Sunday, February 23, 2014

The Friday 'date'

Do you remember? You told me to blog about our little date, so here. You. Go.

A little background story: I'm not sure how do I answer "How did you meet?" because I really have no idea how. But he approached me in a good way, he was charming and shit, he stayed up all night reading my blog posts, with the intention of wanting to know more about me. He read about my past, and he still said "I still want you in my life." OK.

So Friday. We were supposed to meet at 2, after his Friday prayers but it turned out my exam was starting at 3, not 10 as I'd thought. The 'date' was cancelled and was replaced with a short meeting; instead of watching a movie, we were just gonna hit the court and then dinner afterwards.

He was sad about it, and I didn't like the feeling of having disappointed someone.

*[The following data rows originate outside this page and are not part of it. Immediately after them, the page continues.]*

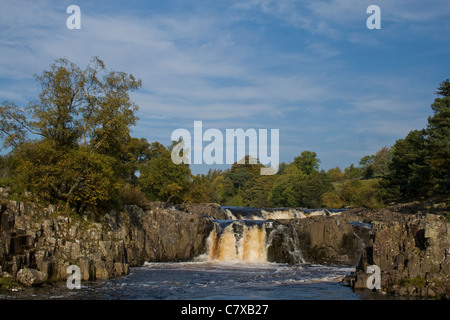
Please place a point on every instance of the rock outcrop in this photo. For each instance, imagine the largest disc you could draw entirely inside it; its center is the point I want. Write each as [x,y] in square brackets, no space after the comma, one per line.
[412,249]
[36,241]
[338,239]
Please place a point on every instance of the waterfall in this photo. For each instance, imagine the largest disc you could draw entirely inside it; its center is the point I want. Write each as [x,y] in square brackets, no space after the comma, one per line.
[237,241]
[249,213]
[252,241]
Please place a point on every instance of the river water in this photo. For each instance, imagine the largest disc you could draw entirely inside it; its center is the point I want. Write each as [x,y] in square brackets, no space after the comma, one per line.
[235,266]
[211,281]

He just said he'd be grateful as hell to just see me even if it was only for a while. So despite my exam ending a little too late, I told him Okay, I'll do my best to come for you.

On Friday, after my exam, I headed to Bishan. I was just keeping my promise; it was bad of me to have to cancel the plan, so it was the least I could have done to make up for it.

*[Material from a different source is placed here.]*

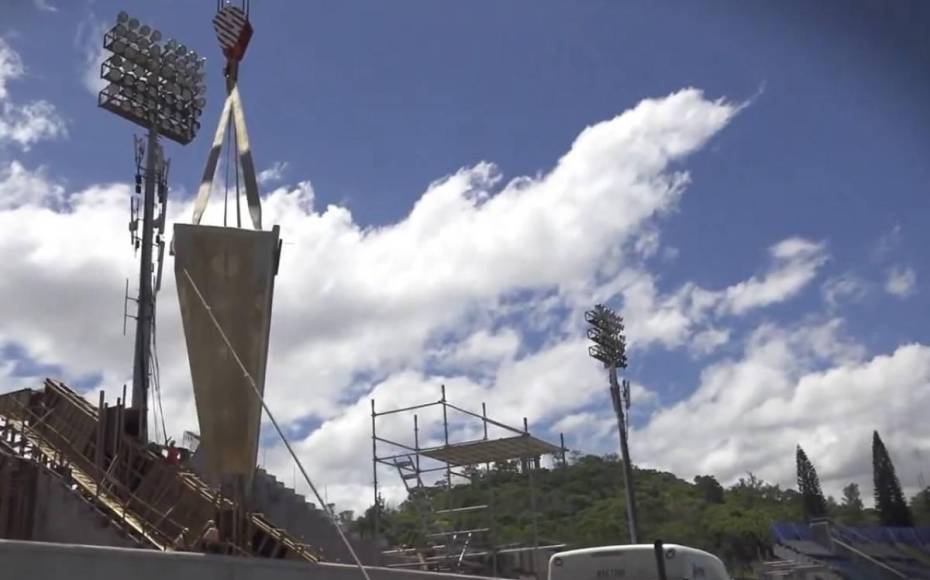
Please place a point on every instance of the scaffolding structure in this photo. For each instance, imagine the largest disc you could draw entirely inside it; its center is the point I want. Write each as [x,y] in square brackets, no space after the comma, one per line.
[444,543]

So here's what happened: the only times we interacted was walking to and fro the basketball court and Bishan station, because he was playing basketball while I sat at the side. Okay, got that, and then I couldn't stay for dinner because it was already late.

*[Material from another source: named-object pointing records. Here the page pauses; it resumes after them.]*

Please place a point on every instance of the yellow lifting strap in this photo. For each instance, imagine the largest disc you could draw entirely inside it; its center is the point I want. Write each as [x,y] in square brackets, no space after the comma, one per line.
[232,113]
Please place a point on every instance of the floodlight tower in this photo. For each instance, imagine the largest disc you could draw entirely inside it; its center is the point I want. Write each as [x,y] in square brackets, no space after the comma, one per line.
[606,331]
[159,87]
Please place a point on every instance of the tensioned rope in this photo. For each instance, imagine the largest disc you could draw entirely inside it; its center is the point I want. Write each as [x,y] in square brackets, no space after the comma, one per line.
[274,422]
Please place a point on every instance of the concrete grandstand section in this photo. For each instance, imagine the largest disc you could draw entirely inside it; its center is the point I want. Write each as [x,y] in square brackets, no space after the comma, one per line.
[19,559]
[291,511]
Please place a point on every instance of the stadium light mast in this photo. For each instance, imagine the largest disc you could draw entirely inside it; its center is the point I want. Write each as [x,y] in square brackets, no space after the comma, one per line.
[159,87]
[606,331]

When we parted we gave a goodbye hug and I didn't think much of it, apart from the melting sensation because Finally a hug from someone way taller than me! and His smile is so cute!

So I got back to Paya Lebar, told him I've made it home, and he also texted when he was home. Before, he would text me literally every minute he was online, but that night he didn't. I didn't really think too much into it, but the next morning I decided to be all "Morning", to him. No reply. So that was it.

Blahblahblah, the day passed and night came, and then he sent me a long text explaining why he didn't talk to me. He just felt 'ashamed' that he'd made me wait for nothing, and that he felt he had 'used' me. Of course, me being me I just sent back a long text explaining why it didn't bother me, and that next time he should just be honest about it.

If y'all follow me on Instagram I'm pretty sure you've seen my drawing of "Dreamboy's dream team", because the first time we talked, he told me his top 6 favourite Pokemon. I just thought I'd draw that for him because I was bored anyway.

You'd think he'd be touched, and well yeah he was, he went all teary-eyed and was like, "You didn't miss out a single member of my favourite Pokemon (':" OK. You'd think he'd melt and shit, and be like OMAIGOD I LIKE YOU YOU'RE SO SWEET I WANNA BE CLOSER TO YOU but nope.

"But I've got no feelings for you anymore cause I feel bad about myself for doing what I'm not supposed to. I'm honestly sorry" was what I got instead :-)

So seriously, I've no idea what guys want??? He flirted with me first and seemed so honest and sincere but then just ended up being like your typical douchebag. ZzzzzzzZZZZZZzzzzZZZZZZZZZZZZZZZ. You may be cute but that's inexcusable.

Okay, I may have screwed things up with the previous guys, like my awesome SP friend, but this date, I swear I never once did anything wrong. I was keeping a promise, I personally asked if anything was wrong when he didn't reply, I texted him with all honesty when he finally did. So leave me alone on this one because really I didn't contribute to its falling apart.